A Coaching Model Created by Paul Chang
(Coach for the Working Millennial, CANADA)
Through a study of millennials’ general characteristics and traits (the research paper can be found here), some concepts emerge that are critical when connecting with millennials, particularly in the context of coaching. These concepts form the basis of the ‘5A Model for Coaching Millennials’ and are explored in detail below. It is important to note that the ‘A’s are not linear – any component of the model can, and should, be exercised at any time during a coaching session.
Being a part of a generation that values individuality, the best gift that coaches can offer to their millennial clients is for themselves to be authentic. The priority placed by millennials on individuality and diversity means that millennials no longer tolerate lip service or fakery – they value authenticity and being genuine in others. They can often exercise their intuition, be in tune with those people who are genuine and pick up on those people who put up a façade.
For the coach, it is important to exercise self-awareness and have a full understanding of who they are themselves, in order to be able to present their whole, genuine self to their clients. Therefore, much of the work done by a coach that will be the most helpful for the client is to get to know themselves and to present themselves wholly and truthfully.
One of the most important things that are required in a coaching session is the foundation of trust between the client and the coach. For the millennial generation, this level of trust can only be achieved if the coach is completely accepting of who the client is. In addition to valuing authenticity, the millennial generation (that is more diverse than other generations) readily offers acceptance and respect to those different to themselves, and expect the same level of acceptance and respect back. For millennials, this is a fundamental belief that they hold, and will be the basis on which they choose to engage with a coach.
In coaching, to offer a space that is free from judgement and bias is critical for the coaching relationship to be one built on trust and openness. This space allows the client to be whoever they are, to express whatever they want, and to explore whichever direction they choose. In order to achieve this, the coach must exercise mindfulness – to be aware of their own judgements, biases, feelings and emotions during the coaching session. The coach’s ability to transcend beyond these judgements and biases will be instrumental in allowing the millennial client to place full trust and confidence in the coach.
Millennials are motivated to learn more about themselves. They want to discover who they truly are, and they are not opposed to dedicating time and energy to achieving this goal. They also want to improve, become better at what they do, be more efficient and proficient. They want to know the purpose of their actions, their careers, and their lives. Many millennials are not content with the unexamined life, and instead, choose to take time to “find themselves”.
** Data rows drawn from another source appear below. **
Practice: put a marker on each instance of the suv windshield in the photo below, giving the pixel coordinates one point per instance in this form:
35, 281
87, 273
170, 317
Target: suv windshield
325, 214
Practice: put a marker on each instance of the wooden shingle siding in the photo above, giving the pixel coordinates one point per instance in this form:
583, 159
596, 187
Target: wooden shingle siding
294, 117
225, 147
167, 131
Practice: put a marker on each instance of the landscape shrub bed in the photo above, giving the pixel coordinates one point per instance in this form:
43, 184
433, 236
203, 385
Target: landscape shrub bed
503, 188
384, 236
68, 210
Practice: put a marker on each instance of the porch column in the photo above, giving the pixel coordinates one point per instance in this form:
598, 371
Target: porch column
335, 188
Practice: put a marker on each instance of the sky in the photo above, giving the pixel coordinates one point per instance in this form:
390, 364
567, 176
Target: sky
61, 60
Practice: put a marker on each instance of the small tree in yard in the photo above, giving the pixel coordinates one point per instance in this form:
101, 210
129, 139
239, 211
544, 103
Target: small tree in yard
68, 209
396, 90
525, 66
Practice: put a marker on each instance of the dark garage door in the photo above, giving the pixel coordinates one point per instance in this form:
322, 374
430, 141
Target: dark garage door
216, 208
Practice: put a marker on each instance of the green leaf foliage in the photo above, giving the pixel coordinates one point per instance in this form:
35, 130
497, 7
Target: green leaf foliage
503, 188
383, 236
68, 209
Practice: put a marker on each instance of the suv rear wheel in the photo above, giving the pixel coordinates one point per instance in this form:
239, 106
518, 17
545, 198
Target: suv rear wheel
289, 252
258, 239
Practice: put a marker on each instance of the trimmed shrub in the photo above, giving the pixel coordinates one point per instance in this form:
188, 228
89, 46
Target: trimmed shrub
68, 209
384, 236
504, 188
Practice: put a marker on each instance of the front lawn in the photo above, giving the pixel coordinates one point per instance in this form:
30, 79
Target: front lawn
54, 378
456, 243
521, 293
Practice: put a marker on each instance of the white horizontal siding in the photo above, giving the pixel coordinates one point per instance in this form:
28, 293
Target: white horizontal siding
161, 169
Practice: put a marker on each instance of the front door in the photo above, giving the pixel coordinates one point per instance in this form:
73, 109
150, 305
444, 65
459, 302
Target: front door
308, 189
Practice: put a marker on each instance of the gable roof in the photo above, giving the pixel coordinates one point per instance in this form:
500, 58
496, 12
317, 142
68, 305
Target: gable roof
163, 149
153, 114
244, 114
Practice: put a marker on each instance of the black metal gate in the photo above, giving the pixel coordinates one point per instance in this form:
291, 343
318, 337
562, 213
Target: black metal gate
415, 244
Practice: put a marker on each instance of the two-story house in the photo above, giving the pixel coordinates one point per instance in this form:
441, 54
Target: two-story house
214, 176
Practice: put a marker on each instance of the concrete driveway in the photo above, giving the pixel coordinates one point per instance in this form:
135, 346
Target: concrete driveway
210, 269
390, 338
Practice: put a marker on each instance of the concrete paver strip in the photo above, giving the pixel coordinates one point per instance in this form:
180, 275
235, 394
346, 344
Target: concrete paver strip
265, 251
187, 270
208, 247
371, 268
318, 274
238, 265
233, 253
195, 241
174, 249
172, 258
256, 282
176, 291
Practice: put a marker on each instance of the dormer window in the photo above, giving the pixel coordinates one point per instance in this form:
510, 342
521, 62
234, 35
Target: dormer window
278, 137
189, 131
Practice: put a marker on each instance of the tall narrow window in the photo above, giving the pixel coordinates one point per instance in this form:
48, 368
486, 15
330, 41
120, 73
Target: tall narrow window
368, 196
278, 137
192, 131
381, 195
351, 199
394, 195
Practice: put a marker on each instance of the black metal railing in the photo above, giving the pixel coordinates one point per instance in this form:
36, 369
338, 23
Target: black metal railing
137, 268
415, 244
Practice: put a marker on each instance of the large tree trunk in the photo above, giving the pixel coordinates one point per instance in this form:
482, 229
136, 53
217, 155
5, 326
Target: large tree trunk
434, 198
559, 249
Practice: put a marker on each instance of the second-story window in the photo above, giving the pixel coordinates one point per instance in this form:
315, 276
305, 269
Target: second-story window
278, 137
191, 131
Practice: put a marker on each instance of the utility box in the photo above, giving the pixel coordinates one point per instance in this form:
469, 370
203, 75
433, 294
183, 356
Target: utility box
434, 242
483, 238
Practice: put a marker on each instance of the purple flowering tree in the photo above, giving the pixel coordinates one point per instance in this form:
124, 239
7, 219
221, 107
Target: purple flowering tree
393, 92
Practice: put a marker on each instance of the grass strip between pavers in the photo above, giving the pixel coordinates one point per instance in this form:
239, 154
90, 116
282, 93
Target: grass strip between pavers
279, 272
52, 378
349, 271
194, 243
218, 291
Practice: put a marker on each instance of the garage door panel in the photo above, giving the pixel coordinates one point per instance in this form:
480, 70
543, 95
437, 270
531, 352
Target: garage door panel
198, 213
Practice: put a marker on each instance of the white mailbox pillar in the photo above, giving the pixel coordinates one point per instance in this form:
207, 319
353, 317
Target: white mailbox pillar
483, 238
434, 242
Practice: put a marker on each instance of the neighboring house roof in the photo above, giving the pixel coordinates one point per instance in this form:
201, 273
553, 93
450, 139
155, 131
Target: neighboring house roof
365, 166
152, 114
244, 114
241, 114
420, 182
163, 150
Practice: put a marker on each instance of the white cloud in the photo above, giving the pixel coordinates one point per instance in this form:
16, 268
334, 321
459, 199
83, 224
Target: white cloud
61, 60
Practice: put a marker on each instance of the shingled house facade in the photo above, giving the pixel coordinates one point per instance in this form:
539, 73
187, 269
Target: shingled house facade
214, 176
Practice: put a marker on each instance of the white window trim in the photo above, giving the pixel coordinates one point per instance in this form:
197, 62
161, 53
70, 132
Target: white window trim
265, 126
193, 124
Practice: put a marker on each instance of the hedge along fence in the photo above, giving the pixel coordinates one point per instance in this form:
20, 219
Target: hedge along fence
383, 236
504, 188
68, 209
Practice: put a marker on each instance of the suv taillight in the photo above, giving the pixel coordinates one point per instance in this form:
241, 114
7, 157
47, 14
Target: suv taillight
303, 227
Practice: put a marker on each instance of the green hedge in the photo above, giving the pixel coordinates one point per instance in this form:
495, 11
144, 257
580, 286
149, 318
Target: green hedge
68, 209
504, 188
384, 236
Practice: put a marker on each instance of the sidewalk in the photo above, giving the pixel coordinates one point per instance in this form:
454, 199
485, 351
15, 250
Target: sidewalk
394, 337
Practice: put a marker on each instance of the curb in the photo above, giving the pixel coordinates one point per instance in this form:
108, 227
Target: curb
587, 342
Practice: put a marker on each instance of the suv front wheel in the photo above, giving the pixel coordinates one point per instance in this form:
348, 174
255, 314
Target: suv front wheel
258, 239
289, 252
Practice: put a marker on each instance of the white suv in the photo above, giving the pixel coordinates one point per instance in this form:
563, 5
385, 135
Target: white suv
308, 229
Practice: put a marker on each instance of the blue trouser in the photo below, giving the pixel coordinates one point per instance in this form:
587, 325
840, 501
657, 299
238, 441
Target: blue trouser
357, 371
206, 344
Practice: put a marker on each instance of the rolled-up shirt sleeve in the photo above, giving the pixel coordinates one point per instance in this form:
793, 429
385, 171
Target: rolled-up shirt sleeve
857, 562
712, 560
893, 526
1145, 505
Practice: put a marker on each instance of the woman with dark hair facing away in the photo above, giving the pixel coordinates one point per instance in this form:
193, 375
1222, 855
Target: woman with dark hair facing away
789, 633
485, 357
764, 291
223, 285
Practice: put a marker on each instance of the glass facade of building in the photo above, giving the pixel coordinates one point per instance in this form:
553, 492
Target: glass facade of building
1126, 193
A coach who is invested in millennials must exercise the skills of powerful questioning and direct communication awareness in order to build the client’s awareness. For these clients to be willing to progress and grow, they first require a deep understanding of themselves – of who they are and where they want to go, and most importantly – why it is important to them. The coach must use his or her intuition to see beyond the current state and help the client develop more awareness of themselves and when this occurs, the client will be free to pursue growth.
During a coaching session with a millennial client, the coach must be aware of the progress that their client is making and acknowledge accordingly. Millennials, as discussed in the prior section, require and expect clear, honest and open feedback. Particularly when connecting with those in positions of respect – coaches, mentors, managers – millennials do not want authoritative figures telling them what to do or how to do them. Rather, they expect feedback on how they are performing, and how they can improve.
For the coach, exercising the tool of offering acknowledgement will be the critical success factors that enable progress for millennial clients. Because millennial clients expect and require a certain quality and quantity of feedback, coaches will do well by keeping this front-of-mind during a coaching session: highlighting when the client has made progress; pinpointing when the client has had a change of energy; noting the work and effort that the client has put in; observing when the client has made a perspective shift. These will be immensely helpful in keeping the client motivated and willing to progress through their coaching journey.
One of the most important motivators for millennials to act is the purpose of the action. Research on millennials, particularly in the context of engaging them in the corporate setting, consistently show that they need to understand the bigger picture, the vision or background before taking on tasks. They are no longer “yes” people as prior generations tend to be; they are now “why” people. The excellent communication skills that millennials possess are beneficial in this process, as many would leverage these skills to help them garner the information required for them to progress in their careers, lives, and other projects that they choose to adopt.
Once the millennial client understands the purpose and the direction in which they are aiming, they are ready for action. Coaches, therefore, have a responsibility to ensure that clients keep these in mind when they are developing their own course of action so that their actions are aligned to the direction and purpose that they had intended. The coach’s skill in helping the client with goal setting and designing actions will be critical for the client to gain fulfilment and accomplishment from the coaching session, as well as to move beyond their problem to a more productive, positive and constructive state of being.